8. AEGIS: A leading player in customer care and acquisition for over thirty years, Aegis has numerable Fortune 500 clients to whom it provides immeasurable support by way of customer interaction, back office and other routine business processes. Aegis has been recognized as eighth among the top 15 BPO exporters for 2008-09 by Nasscom. It operates out of 40 locations spread across the globe with complete support from a 39,000-strong staff strength. Its headquarters are based in Mumbai. Essar Global Limited, its parent company, is an $18 billion group well established in 130 countries. 9. Infosys Technologies: Infosys Technologies set up Infosys BPO in April 2002 as its business process outsourcing subsidiary. With a focus on integrated end-to-end outsourcing through lesser costs, Infosys BPO holds high ranking among the top BPO companies of India. It clocked revenues of $250 million for fiscal year 2007-08 and has its operation centres in Mexico, Bangkok, India, Poland, China, the Philippines, among others.
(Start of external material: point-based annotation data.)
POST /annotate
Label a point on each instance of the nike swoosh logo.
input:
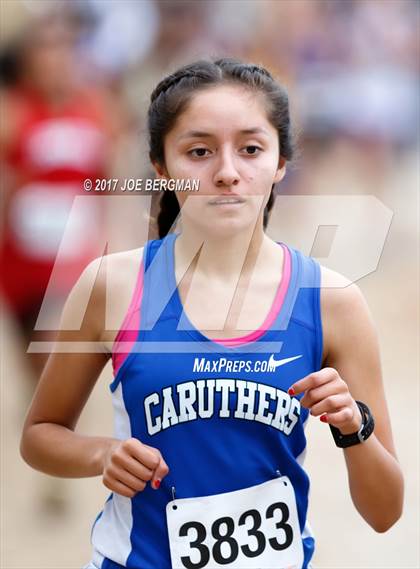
(273, 364)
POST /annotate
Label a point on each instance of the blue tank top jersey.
(221, 416)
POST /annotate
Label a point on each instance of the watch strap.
(360, 436)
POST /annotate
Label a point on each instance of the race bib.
(256, 527)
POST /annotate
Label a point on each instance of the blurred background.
(75, 82)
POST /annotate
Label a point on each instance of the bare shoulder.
(344, 311)
(102, 295)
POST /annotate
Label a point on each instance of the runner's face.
(225, 140)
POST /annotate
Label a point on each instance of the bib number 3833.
(253, 528)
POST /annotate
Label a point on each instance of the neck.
(222, 257)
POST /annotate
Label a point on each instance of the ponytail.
(169, 210)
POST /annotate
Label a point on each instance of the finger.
(159, 474)
(128, 480)
(330, 404)
(146, 455)
(344, 418)
(317, 394)
(340, 418)
(127, 462)
(137, 469)
(312, 380)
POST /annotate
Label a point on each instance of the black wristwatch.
(360, 436)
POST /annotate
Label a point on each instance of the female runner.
(229, 342)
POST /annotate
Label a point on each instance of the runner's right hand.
(128, 466)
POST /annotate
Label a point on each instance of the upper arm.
(68, 378)
(352, 348)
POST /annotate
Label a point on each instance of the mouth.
(224, 200)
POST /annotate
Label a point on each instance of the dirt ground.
(36, 537)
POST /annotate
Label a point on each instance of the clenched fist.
(128, 466)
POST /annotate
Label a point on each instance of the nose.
(226, 174)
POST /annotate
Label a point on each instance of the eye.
(198, 152)
(252, 149)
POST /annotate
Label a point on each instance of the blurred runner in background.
(56, 131)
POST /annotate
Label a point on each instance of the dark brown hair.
(172, 95)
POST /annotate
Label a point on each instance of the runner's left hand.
(327, 395)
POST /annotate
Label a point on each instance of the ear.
(160, 170)
(281, 170)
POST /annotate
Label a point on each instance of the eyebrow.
(202, 134)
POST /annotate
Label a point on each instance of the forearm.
(376, 483)
(59, 451)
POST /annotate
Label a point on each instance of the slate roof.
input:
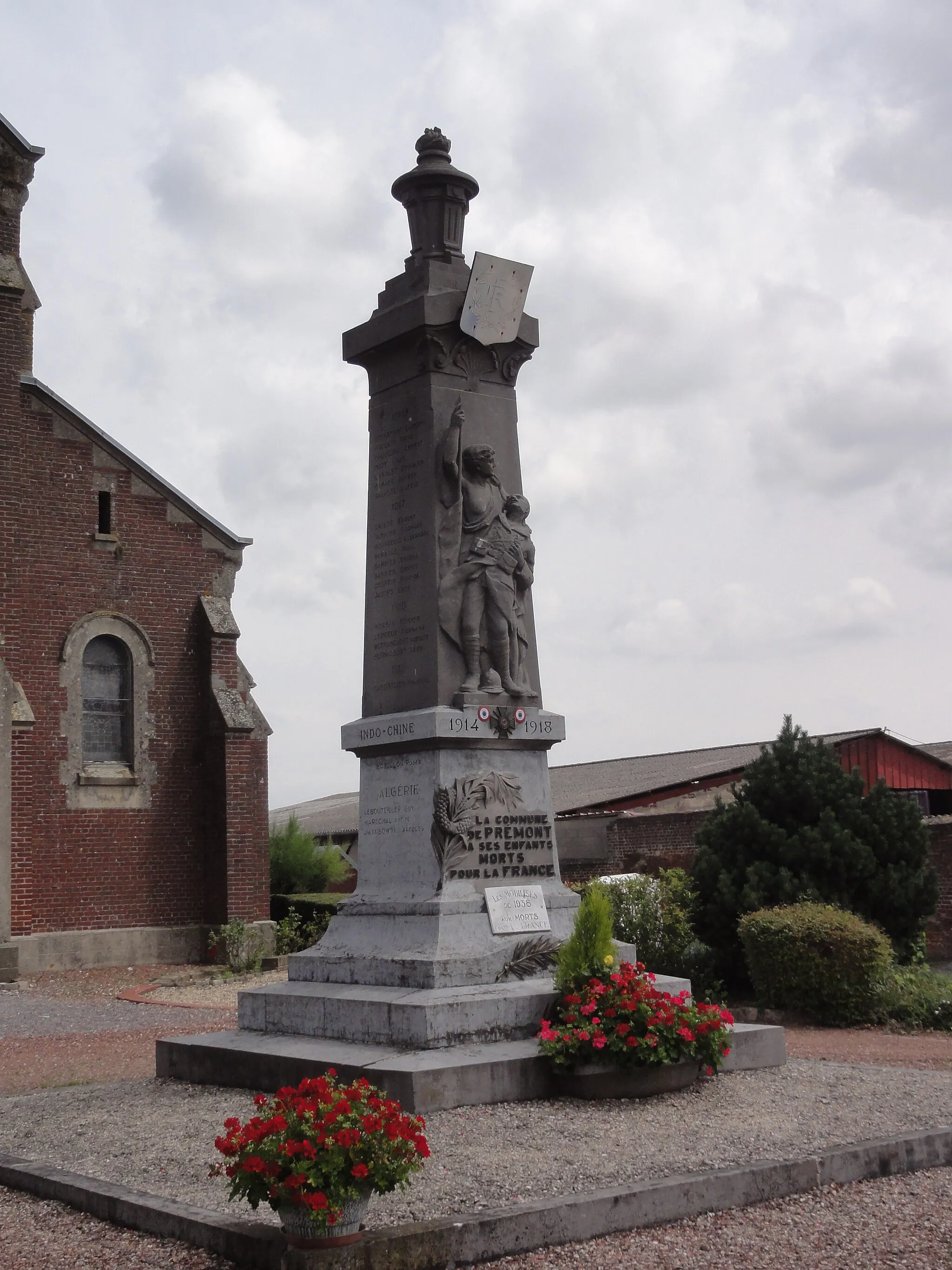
(584, 785)
(129, 460)
(336, 814)
(579, 786)
(940, 750)
(18, 141)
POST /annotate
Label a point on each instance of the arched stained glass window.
(107, 701)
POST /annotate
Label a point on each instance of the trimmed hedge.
(818, 959)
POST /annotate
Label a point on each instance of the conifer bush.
(589, 948)
(801, 830)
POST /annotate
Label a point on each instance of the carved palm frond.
(530, 957)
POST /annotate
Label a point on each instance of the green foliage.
(917, 997)
(301, 865)
(619, 1017)
(238, 945)
(589, 948)
(294, 934)
(636, 915)
(308, 907)
(657, 916)
(818, 959)
(800, 830)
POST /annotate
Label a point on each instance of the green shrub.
(657, 916)
(238, 945)
(300, 864)
(308, 907)
(636, 915)
(294, 934)
(917, 997)
(588, 946)
(818, 959)
(801, 830)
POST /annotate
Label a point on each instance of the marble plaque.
(513, 910)
(496, 299)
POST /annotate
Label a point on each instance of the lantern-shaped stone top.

Backed by over 16,295 employees, Infosys BPO Ltd. is bound to stay put in the slot for top 10 BPOs in India for many years to come. 10. HCL BPO: Founded in 2001, HCL BPO is a subsidiary of HCL Technologies Ltd. It offers services in various realms of operations such as customer relationship management, finance and accounting services, supply chain management, knowledge and legal services to diverse industries including retail, telecom, media, insurance, and publishing and entertainment sectors. Even before the IT industry had recognized the potential and opportunity in the BPO sector, HCL was one of the first IT companies to penetrate into this area. Financial year 2008 witnessed a revenue generation of about $232.15 million by this fast emerging BPO.

Analysis
International business machine & Hewlett Packard are such companies which gives more emphasis on outsourcing. They contracted their business function to external provider, which commonly done in home. Companies are doing the contractual agreement which involve the payments and exchange of the service. In companies there is physical distance between higher level management and floor employees so to minimize the distance and for direct feedback, the new communication methods are taken like instant messaging, issue tracking system and time tracking software which helps in direct cost estimation and bring transparency in business functions via outsourcing. By outsourcing company can know the satisfaction level of the customer which keeps unbiased view of the quality. For outsourcing the services the language should be understandable for the client as for as company so the call centers are operated by the many companies to understand the need of the clients. It breaks the geographic barriers and avoids the misunderstanding and miscommunication. Outsourcing reduces the communication

gap between companies and the clients. In outsourcing once the people transferred for outsource then there is no changes in desk takes place but the legal level changes. The employees are not directly responsible for organization so because of the legal issues and compliances, security addresses in the better way. For this type of outsourcing, requires specialist third party advisor. The outsourcer may be replaced any point of time so many employees are against this because of job displacement.